Nalson, Impartial Collection, p. 491.
The ‘sectaries’ of the parish went as far as submitting a petition to Parliament, a copy of which was printed. Fuller was singled out for complaint but so too was his curate, a man called Timothy Hutton:
Certaine Parishioners attended to see the christian buriall of a dead corps, could neither find the said Doctor or his Curate, though having notice before thereof: after that also, another Corps, then a third, all attending in the church yard.

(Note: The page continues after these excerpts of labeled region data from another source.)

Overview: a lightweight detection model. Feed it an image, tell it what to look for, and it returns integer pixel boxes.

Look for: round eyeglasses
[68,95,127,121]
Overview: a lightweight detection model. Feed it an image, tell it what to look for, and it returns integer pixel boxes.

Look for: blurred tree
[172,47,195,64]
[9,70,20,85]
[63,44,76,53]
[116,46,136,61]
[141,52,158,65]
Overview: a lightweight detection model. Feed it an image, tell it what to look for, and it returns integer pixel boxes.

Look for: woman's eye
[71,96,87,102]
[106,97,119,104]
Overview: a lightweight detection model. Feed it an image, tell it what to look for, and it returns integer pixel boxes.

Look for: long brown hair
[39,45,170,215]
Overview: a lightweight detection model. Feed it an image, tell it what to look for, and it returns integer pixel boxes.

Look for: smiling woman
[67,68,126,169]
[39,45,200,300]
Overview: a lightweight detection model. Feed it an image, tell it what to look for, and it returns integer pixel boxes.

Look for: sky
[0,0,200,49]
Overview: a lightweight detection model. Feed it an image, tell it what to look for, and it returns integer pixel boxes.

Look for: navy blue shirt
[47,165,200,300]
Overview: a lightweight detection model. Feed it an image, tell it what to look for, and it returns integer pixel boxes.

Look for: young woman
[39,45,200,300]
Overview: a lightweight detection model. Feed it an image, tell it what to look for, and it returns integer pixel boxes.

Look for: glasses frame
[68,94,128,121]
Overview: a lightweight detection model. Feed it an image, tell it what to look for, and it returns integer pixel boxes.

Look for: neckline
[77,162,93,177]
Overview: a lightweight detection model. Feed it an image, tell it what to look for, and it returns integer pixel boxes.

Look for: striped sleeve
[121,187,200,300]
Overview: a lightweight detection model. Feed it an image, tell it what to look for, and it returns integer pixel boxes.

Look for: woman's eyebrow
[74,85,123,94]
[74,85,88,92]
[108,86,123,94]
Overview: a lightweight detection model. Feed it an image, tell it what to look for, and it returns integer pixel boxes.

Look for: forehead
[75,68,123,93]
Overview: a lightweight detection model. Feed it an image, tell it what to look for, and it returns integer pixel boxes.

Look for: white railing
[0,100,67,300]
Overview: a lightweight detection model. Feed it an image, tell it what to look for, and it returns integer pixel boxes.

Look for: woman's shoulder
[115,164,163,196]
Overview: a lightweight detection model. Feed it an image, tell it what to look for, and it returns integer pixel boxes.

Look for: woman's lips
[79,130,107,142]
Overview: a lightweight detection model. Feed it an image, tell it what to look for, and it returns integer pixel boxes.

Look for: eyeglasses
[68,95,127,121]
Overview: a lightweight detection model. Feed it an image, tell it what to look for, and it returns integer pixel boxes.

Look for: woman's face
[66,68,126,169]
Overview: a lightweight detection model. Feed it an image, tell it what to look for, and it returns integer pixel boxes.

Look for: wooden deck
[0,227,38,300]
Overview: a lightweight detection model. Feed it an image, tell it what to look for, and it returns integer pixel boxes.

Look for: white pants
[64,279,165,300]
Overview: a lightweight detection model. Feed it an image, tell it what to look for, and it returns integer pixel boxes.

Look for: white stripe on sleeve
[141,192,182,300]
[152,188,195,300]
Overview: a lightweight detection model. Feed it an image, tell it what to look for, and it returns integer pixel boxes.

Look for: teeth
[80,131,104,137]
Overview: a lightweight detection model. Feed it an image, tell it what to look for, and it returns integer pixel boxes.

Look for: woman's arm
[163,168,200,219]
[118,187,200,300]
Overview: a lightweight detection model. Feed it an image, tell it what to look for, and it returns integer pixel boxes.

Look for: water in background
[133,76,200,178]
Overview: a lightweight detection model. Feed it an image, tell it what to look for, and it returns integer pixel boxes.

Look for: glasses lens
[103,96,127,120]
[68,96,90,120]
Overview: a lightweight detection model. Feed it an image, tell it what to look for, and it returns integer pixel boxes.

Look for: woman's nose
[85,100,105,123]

And at the last; hearing that Timothy Hutton his Curate was at the Fortune to see a Play, they sent to desire him, to officiate for the three corps: but hee would by no meanes come; then they sent a second, then a third also, certifying how long they had waited: yet would the said Timothy Hutton by no meanes come, untill such time that the play was ended.
The petition and articles exhibited in Parliament against Dr Fuller, Deane of Ely, and vicar of S. Giles Cripple-gate (London, 1641), BL, TT, E.175, sig. A3v.
I quite like the sound of Hutton: on another occasion he spent a night in the cells for being drunk and was fined a shilling by the magistrates for swearing.
Less amiable by all accounts was the churchwarden, Thomas Bogh, who was summoned in October 1641 to account for himself before the Commons after the MP John Venn gave an account of Bogh’s violent behaviour. In September 1641 Parliament issued reminders about the need to remove Laudian additions to churches, and in addition imposed lectureships on parishes: the godly faction within the congregation wanted the Puritan John Sedgwick (brother of Obadiah), but Bogh was having none of it.
On 15 October, Sedgwick and a crowd of parishioners assembled outside the locked church doors in the pouring rain, and waited an hour before concluding that they weren’t going to be let in. A few days later, John Chambers, servant to the MP Sir Roger Burgoyne, was assaulted by Bogh as he tried to deliver an order insisting that the church’s altar rails were removed.
Fuller, meanwhile, was summoned by the Commons and only released in November after posting substantial bail. In July 1642 he and Hutton were once more in trouble for reading a declaration by Charles I to the congregation. Further into the civil war, Fuller’s assets were seized and he ended up with the king in Oxford. During the Interregnum he returned to London to his old parish, dying in 1659. His request to be buried in the churchyard of St Giles Cripplegate was denied, though, so his body now lies in Saint Vedast-alias-Foster about half a mile south of his former parish.